The DREAMer and the amateur activist

My so-called activism started just about 10 years ago. I got on a chartered bus for the first time and joined other like-minded persons headed for Washington, D.C. to protest against the looming invasion of Iraq. Since then I've made several trips to D.C. to protest US-sponsored torture and the indefinite detention of prisoners at Guantanamo Bay. I've participated in local vigils and have had a few letters published in the Inquirer and the Daily Local.  It's been a growing experience, as activism and hell-raising do not come easily to me.  You see, I have an authority problem. My natural tendency is to obey.

 Today I had the privilege of sharing an auditorium stage with a valorous young man as he told his personal story to yet another audience. His name is Jorge and he is a DREAMer, one of the almost two million undocumented young immigrants temporarily relieved of the threat of deportation thanks only to President Obama's Deferred Action for Childhood Arrivals (June 15, 2012).  Since 2001, our craven Congress has failed to pass version after version of the DREAM (Development, Relief, and Education of Alien Minors) Act, a measure that would provide a path to citizenship for young people like Jorge, who came to the U.S. with their parents and who are citizens in all but name of this, the only country they have ever known. Our lawmakers, unable to face down the temper tantrums of selfish, xenophobic constituents, have allowed deserving young people to languish in the shadow of deportation, deprived of the legal status necessary to apply for a job or for college aid.

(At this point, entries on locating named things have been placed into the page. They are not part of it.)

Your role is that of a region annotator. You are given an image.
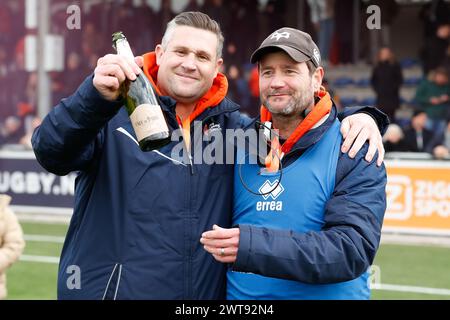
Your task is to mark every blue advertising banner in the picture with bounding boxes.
[0,151,76,213]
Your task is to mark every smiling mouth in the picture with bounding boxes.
[269,93,289,98]
[176,73,198,80]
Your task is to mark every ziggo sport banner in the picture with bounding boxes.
[383,160,450,235]
[0,151,76,214]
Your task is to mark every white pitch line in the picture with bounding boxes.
[24,234,65,243]
[20,254,59,264]
[370,283,450,296]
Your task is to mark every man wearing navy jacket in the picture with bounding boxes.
[32,12,384,299]
[200,28,386,299]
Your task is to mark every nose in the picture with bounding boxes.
[181,53,197,71]
[270,74,286,89]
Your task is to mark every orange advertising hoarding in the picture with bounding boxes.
[383,160,450,235]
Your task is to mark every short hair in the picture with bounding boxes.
[161,11,224,58]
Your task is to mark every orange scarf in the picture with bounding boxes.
[261,90,333,172]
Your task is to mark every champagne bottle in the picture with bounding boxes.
[112,31,170,151]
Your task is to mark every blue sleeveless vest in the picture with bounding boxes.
[227,120,370,299]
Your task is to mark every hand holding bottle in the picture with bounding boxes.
[93,54,144,101]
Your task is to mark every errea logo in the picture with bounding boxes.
[270,31,291,41]
[256,180,284,211]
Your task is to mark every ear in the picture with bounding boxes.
[155,44,164,66]
[214,58,223,78]
[312,67,325,92]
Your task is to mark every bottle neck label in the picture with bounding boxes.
[130,104,169,141]
[116,39,134,61]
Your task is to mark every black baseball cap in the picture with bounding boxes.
[250,27,320,68]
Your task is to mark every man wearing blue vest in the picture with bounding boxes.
[200,28,386,299]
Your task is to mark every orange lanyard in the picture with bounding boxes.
[261,90,333,172]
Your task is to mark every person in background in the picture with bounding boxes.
[433,119,450,159]
[415,67,450,136]
[0,194,25,300]
[402,110,437,153]
[383,123,405,152]
[370,47,403,122]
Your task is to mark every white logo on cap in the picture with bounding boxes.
[313,48,320,65]
[270,31,291,41]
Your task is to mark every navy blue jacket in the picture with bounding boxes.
[32,77,385,299]
[32,77,241,299]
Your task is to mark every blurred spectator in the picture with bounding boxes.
[419,0,450,39]
[383,123,405,152]
[248,65,261,114]
[258,0,286,43]
[0,194,25,300]
[368,0,398,61]
[0,116,23,145]
[227,64,253,117]
[433,120,450,159]
[336,0,356,64]
[421,24,450,74]
[402,110,436,153]
[19,116,42,150]
[371,47,403,122]
[308,0,334,66]
[442,44,450,76]
[415,67,450,135]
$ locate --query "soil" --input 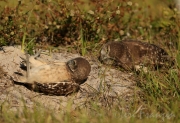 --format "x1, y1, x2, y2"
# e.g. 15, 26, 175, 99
0, 46, 135, 111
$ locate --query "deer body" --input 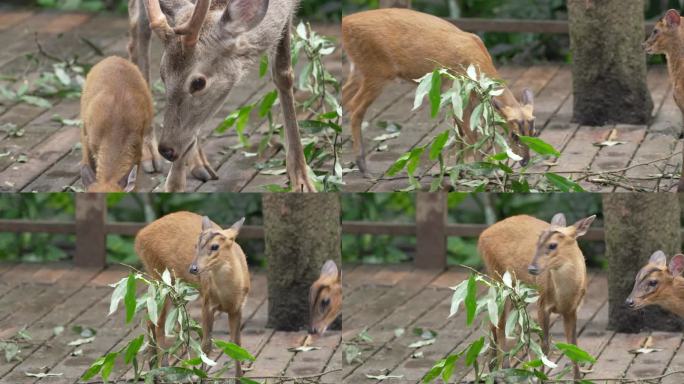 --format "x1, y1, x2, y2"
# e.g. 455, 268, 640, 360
643, 9, 684, 192
309, 260, 342, 334
478, 214, 595, 379
135, 212, 250, 376
81, 56, 154, 192
342, 8, 535, 174
129, 0, 314, 191
625, 251, 684, 318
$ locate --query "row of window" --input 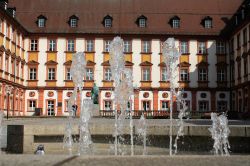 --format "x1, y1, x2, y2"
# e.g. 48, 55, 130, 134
236, 25, 250, 48
0, 19, 24, 48
0, 56, 24, 78
29, 67, 226, 82
30, 39, 226, 54
28, 100, 227, 116
37, 15, 212, 28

   Listen to Jorge's story and to those of other DREAMers. I defy you to keep a dry eye. Their stories are all remarkably alike. Happy in their life in the U.S. until the day they need their Social Security number to apply for a job or for college. Then their parents must finally confess the long-hidden secret that they and their children are undocumented. Though earning a living and even paying taxes, they are considered "illegal." Though they came here so their children would have a place in the sun, they ended up in twilight zone. I see no difference in the entrance of my great-grandmother through Ellis Island and the entrance of these parents, whatever the portal or threshold they managed to cross.

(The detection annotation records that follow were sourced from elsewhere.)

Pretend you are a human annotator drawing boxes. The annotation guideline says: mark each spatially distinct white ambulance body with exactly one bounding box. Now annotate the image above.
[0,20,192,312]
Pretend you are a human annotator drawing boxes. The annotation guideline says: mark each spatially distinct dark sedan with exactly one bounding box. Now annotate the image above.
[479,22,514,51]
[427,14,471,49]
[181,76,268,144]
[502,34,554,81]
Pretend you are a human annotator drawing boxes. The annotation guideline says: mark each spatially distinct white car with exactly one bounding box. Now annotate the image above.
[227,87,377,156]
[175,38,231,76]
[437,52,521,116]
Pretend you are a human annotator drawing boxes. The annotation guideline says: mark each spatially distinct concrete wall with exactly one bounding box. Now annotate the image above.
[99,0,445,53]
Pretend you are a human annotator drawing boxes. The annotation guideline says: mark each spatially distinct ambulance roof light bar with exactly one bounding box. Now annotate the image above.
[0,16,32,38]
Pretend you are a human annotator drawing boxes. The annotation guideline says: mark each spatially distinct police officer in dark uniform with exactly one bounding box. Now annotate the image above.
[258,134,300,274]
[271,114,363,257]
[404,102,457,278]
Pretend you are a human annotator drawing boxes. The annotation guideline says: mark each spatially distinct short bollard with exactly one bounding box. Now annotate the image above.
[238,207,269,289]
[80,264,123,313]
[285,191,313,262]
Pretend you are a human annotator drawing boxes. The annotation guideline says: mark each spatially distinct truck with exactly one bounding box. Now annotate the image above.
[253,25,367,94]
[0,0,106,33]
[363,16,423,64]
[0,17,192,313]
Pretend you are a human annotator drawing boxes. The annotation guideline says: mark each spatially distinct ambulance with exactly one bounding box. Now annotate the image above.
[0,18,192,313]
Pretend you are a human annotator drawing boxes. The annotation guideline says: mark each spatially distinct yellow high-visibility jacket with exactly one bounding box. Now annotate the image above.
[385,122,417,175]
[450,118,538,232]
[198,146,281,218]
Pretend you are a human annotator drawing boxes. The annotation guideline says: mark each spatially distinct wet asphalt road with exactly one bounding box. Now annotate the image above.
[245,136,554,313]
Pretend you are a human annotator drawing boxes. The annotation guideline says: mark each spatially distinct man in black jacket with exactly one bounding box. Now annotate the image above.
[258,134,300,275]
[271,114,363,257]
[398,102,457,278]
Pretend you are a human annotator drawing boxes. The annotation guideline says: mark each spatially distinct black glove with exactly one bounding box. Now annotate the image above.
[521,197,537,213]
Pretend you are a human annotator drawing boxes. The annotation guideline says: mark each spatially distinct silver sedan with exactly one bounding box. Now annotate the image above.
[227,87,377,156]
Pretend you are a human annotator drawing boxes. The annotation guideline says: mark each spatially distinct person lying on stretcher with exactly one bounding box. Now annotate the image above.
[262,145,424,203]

  I risked nothing, suffered nothing standing next to Jorge up on that stage. He had to hold back tears and forge ahead with his narrative, a story he told not for his own benefit but in the hope of assisting his undocumented brothers and sisters. Afterwards I hugged him and went about my work day, marveling at his fortitude. 

  It's a new year and a second administration.  May it be the one that at last allows Liberty to light the way to citizenship for Jorge and so many others like him.

1 comment:

  1. Thank you, Barbara. This is very moving.